It was a recipe that sat stewing on the stovetop for years.
The Armstrong Spallumcheen Chamber of Commerce is joining the provincial chamber body in applauding meat licensing changes and increased access to local products.
“It’s a win for our chamber,” said Armstrong Spallumcheen chamber executive director Patti Noonan. “Our policy committee brought this forward to the B.C. Chamber and has been hammering away at this for a number of years.”
The Ministry of Agriculture, Food and Fisheries announced in July a series of changes that will make significant improvements for local operators who focus on the production and processing of livestock raised in their communities.
Of the changes announced by the ministry, the transition of region-specific licences D and E to the provincewide “Farmgate Plus” licence and the adoption of a risk-based approach to inspection were the focal points of the policy recommendations the B.C. Chamber of Commerce made to the government in 2018.
Under the previous licensing system, producers holding licences D and E were constrained to selling within their region only.
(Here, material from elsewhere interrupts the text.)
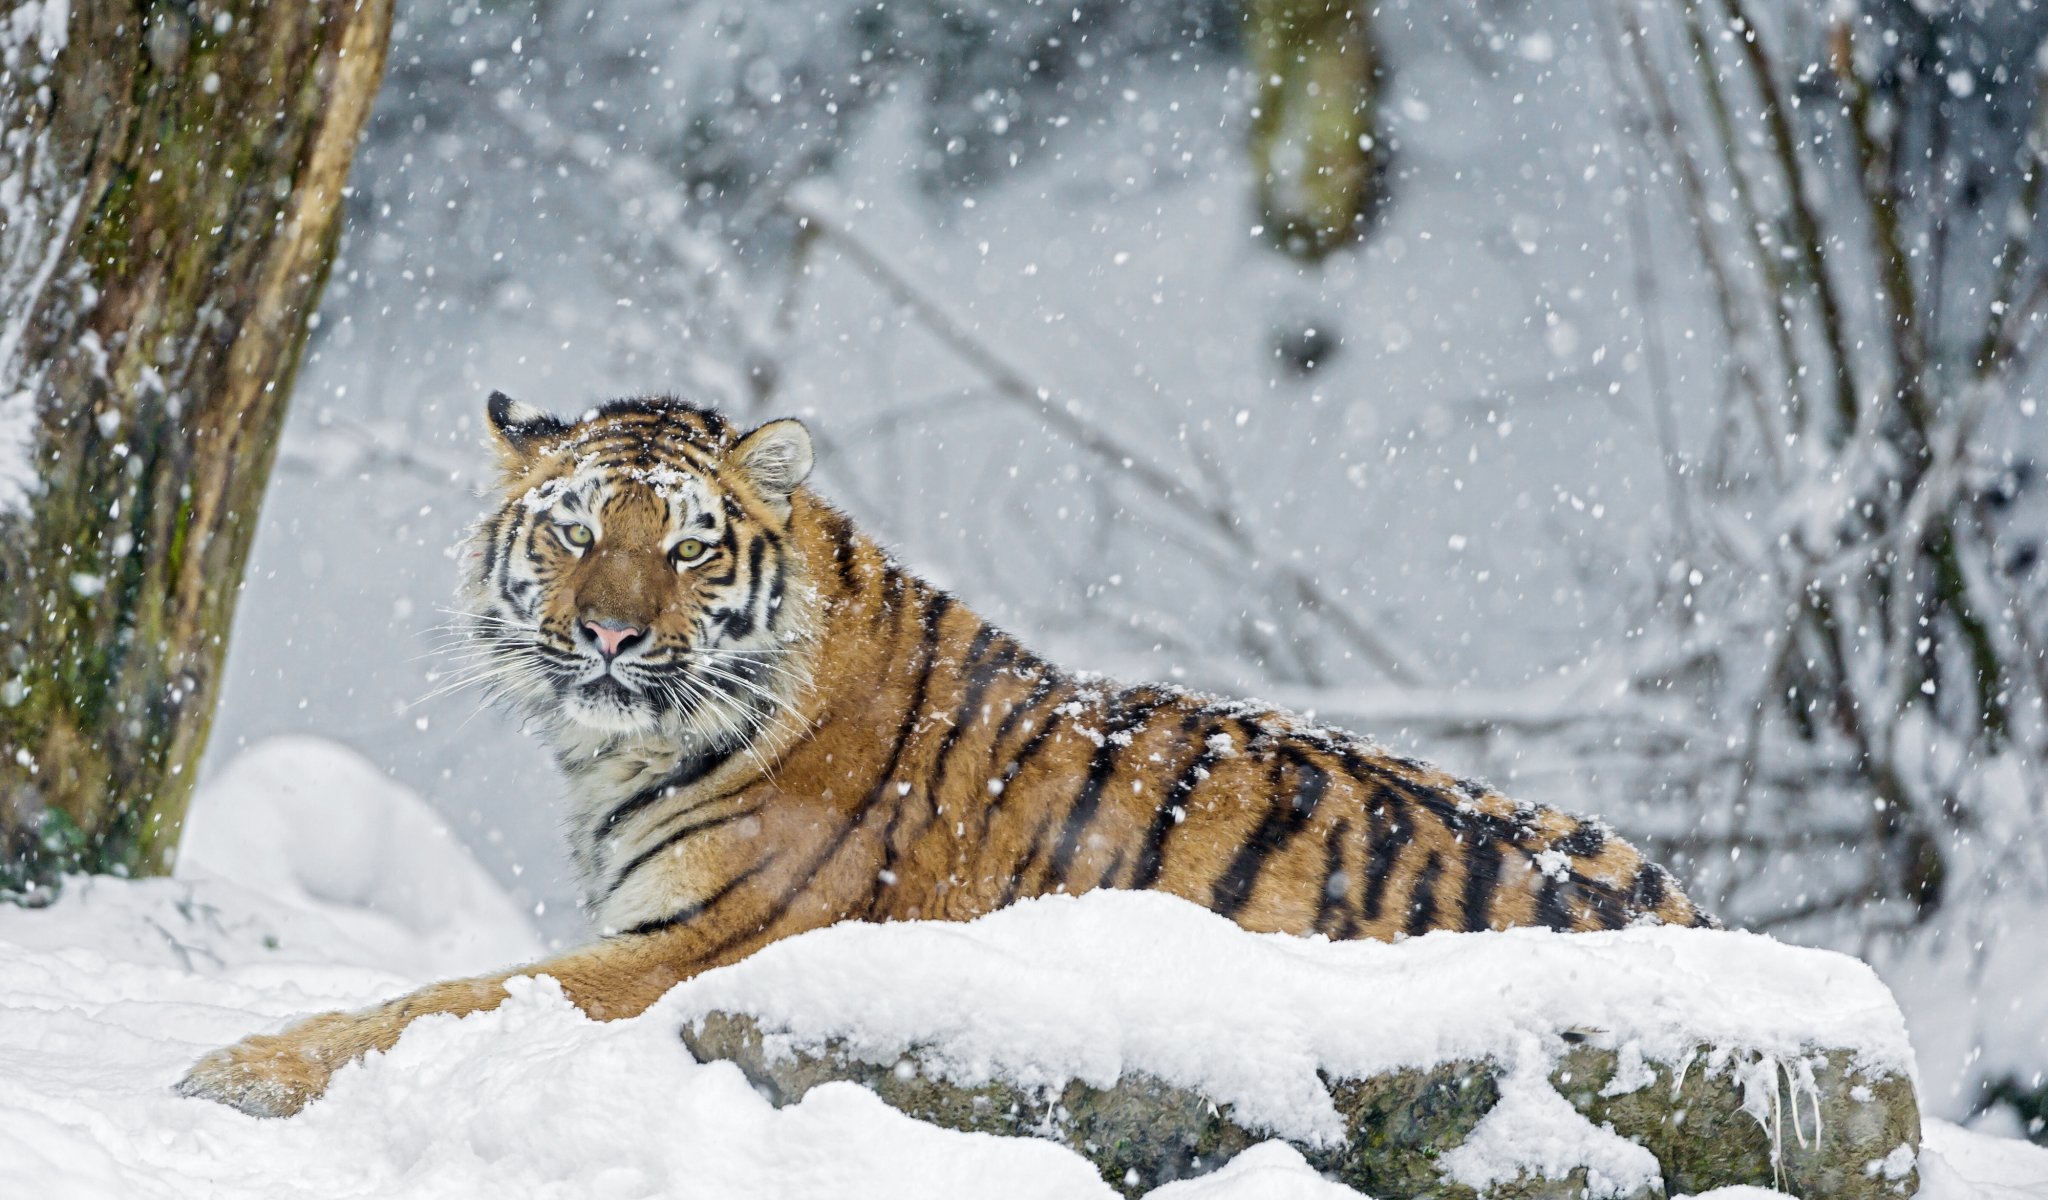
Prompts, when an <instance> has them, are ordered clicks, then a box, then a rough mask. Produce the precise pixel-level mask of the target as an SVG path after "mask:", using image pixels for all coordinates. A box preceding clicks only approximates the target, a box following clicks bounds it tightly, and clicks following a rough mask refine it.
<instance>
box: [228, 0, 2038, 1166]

In some regions, the licences were not available and caused several operators to downsize their operations or close completely.
“Small businesses are the backbone of our economy, and these improvements will increase flexibility and offer opportunities for local businesses to meet customer demand and to grow, while still maintaining the high standards that British Columbians expect,” said Fiona Famulak, president and CEO of the B.C. Chamber of Commerce.
Andrew Laird, past president of the Armstrong Spallumcheen Chamber of Commerce, said the local chamber has long advocated for a practical meat licensing system, one that supports farms, reduces environmental impacts and contributes to healthier communities.
“With these changes, we can finally bring home the bacon and get access to local markets that our small-scale producers need to succeed,” said Laird.
Added Steve Meggait of Spallumcheen’s Fresh Valley Farms: “We are happy to see changes that reduce the bottlenecks in the slaughter industry and create opportunities for local butchers and the meat cut and wrap businesses.”